Heli Dourado defende funcionamento do comércio em Formosa

Em Formosa a proposta foi diferente, o prefeito aderiu ao decreto do governador de fechamento do comércio por 14 dias causando revolta e inconformidade nos trabalhadores e comerciantes. 

 


A recente decisão do governador de Goiás, Ronaldo Caiado (DEM), em combate à pandemia por Covid-19 tem repercutido em todo o estado. 

Caiado sugeriu um sistema de Lockdown 14/14 para o comércio, onde os comerciantes fechariam as portas por 14 dias e reabririam por respectivos 14 dias. 

A medida preocupou muitos comerciantes e funcionários que já tem sofrido com a crise ocasionada pela pandemia e fez com que muitos municípios não aderissem à medida do governador, como é o caso das cidades do Entorno do DF. 

Os prefeitos que compõem a Amab não aderiram ao decreto do governador de Goiás, mas criaram outras medidas para minimizar os impactos da Covid sem prejudicar o comércio.
A proposta é por uma mudança no horário de funcionamento dos comércios durante a semana e Lockdown durante o final de semana. Sendo assim de segunda a sexta-feira os comércios não essenciais tem autorização para funcionar das 09 às 17horas e ao sábado até às 14horas podendo reabrir novamente apenas na segunda-feira. 

Em Formosa a proposta foi diferente, o prefeito aderiu ao decreto do governador de fechamento do comércio por 14 dias causando revolta e inconformidade nos trabalhadores e comerciantes. 

Isso porque a atual crise é responsável pela falência de mais de 500 mil empresas no Brasil todo e pelo aumento expressivo no número de desempregados em todo o país. 

Heli Dourado, pré-candidato a prefeito de Formosa chamou a atitude dos gestores de irresponsável e absurda. "O que estão fazendo com a nossa cidade é um absurdo, os poucos empregos que temos aqui vêm do comércio e até isso querem tirar da nossa gente. Querem resolver o problema da saúde tirando dos trabalhadores a fonte de renda que coloca comida na mesa". 

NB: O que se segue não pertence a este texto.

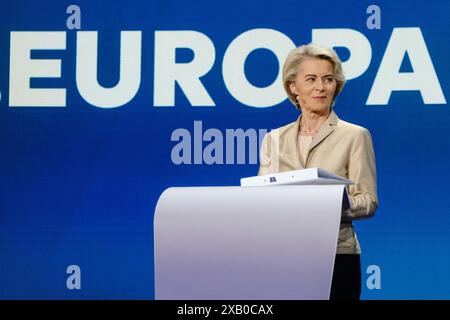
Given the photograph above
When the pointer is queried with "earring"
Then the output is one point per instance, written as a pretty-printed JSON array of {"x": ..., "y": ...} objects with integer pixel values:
[{"x": 297, "y": 104}]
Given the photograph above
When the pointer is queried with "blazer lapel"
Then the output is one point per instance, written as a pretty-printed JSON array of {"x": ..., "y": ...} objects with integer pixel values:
[{"x": 324, "y": 131}]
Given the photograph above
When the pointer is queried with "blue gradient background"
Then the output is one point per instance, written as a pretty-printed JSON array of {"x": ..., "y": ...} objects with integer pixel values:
[{"x": 79, "y": 184}]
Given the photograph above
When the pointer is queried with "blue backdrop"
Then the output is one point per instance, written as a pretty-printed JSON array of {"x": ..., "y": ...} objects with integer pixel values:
[{"x": 79, "y": 182}]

Heli teve o apoio expressivo da população local em seu posicionamento. "O que estão fazendo com a gente é desumano. É como dizer que ou morremos de covid ou de fome" disse uma moradora nas redes sociais. 

Outros disseram ainda que são tratados assim por gestores que eles mesmos colocaram no poder. "Foi o povo que elegeu esses irresponsáveis, lobos em pele de cordeiro. E agora o povo vai pagar até com a própria vida essa escolha", concluiu um trabalhador. 

Heli finalizou dizendo que um gestor "minimamente preocupado com o povo" precisa ponderar suas escolhas e levar em conta o impacto delas nos cidadãos. "Porque não seguir o exemplo de outras cidades e flexibilizar o funcionamento do comércio, resguardando a saúde da população e também o emprego de tantos trabalhadores que tem no comércio a única fonte de renda para a família?". 

A pandemia tem mostrado que está será a maior crise econômica que o brasileiro já enfrentou e sem uma gestão preparada para enfrentar esta situação os impactos serão ainda piores.